Kennedy keeps teetering from principles favoring one side or the other. “The court’s precedents make clear that the baker, in his capacity as the owner of a business serving the public, might have his right to the free exercise of religion limited by generally applicable laws,” he says.
“Yet,” Kennedy adds, tottering to the other side, “the baker was entitled to a neutral decisionmaker who would give full and fair consideration to his religious objection.”
And this is where the teeter-totter comes to a rest.
“The delicate question of when the free exercise of his religion must yield to an otherwise valid exercise of state power needed to be determined in an adjudication in which religious hostility on the part of the state itself would not be a factor in the balance the state sought to reach,” Kennedy says. “That requirement, however, was not met here. When the Colorado Civil Rights Commission considered this case, it did not do so with the religious neutrality that the Constitution requires.”

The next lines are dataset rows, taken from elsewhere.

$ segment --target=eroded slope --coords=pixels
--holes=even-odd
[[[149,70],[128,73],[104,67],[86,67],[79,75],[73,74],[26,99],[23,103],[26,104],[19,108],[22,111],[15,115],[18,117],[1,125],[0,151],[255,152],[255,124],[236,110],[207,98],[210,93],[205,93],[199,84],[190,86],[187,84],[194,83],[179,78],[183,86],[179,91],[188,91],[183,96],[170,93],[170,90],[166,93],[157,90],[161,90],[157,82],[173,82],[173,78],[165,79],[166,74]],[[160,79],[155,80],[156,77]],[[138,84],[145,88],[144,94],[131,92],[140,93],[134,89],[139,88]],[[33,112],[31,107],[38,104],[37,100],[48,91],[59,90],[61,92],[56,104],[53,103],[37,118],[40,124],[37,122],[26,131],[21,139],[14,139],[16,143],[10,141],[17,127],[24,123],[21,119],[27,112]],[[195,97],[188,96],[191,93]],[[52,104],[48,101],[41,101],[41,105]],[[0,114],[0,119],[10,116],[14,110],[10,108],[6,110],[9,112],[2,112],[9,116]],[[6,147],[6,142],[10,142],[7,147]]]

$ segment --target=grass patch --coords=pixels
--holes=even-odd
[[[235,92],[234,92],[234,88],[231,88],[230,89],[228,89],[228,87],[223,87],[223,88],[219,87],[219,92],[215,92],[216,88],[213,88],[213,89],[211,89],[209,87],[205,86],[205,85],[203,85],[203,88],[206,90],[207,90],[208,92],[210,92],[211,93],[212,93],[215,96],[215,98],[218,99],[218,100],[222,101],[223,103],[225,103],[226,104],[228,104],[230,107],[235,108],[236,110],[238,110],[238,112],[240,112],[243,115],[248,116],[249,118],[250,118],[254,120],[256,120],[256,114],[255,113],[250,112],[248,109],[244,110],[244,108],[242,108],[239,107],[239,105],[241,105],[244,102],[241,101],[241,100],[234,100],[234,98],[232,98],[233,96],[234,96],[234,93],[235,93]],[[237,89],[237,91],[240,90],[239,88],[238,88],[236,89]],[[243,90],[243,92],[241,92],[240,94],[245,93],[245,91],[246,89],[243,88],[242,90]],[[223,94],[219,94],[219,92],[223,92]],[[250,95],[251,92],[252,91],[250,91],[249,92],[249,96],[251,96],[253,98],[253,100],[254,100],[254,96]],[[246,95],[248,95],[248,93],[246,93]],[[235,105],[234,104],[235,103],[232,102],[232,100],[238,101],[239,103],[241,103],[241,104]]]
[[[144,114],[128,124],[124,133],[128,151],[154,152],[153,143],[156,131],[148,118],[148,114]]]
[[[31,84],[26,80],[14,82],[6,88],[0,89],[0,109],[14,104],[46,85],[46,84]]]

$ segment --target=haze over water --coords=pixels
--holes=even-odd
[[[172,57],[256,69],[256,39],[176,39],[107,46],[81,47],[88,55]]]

He continues a bit before concluding with language from near the end of his written opinion. “The outcome of cases like this in other circumstances must await further elaboration in the courts, all in the context of recognizing that these disputes must be resolved with tolerance, without undue disrespect to sincere religious beliefs, and without subjecting gay persons to indignities when they seek goods and services in an open market,” he says.
He explains the lineup, as is customary, not by listing all who have joined his opinion, but by noting concurring and dissenting opinions. So there is the concurring opinion of Kagan, joined by Breyer. Gorsuch filed a concurring opinion, joined by Alito. Thomas filed an opinion concurring in part and concurring in the judgment, joined by Gorsuch. Justice Ruth Bader Ginsburg has filed a dissenting opinion, joined by Sotomayor.
Ginsburg has donned her dissent jabot today, but she does not read any part of her dissenting opinion in court.
The nuances of the opinions in Masterpiece will be plenty challenging to contemplate, even thinking in English.
Marshal Pamela Talkin announces, after bar admissions, that the court is adjourned “until Monday next.”
As Mademoiselle Dominique would say, “À bientôt.” (See you soon.)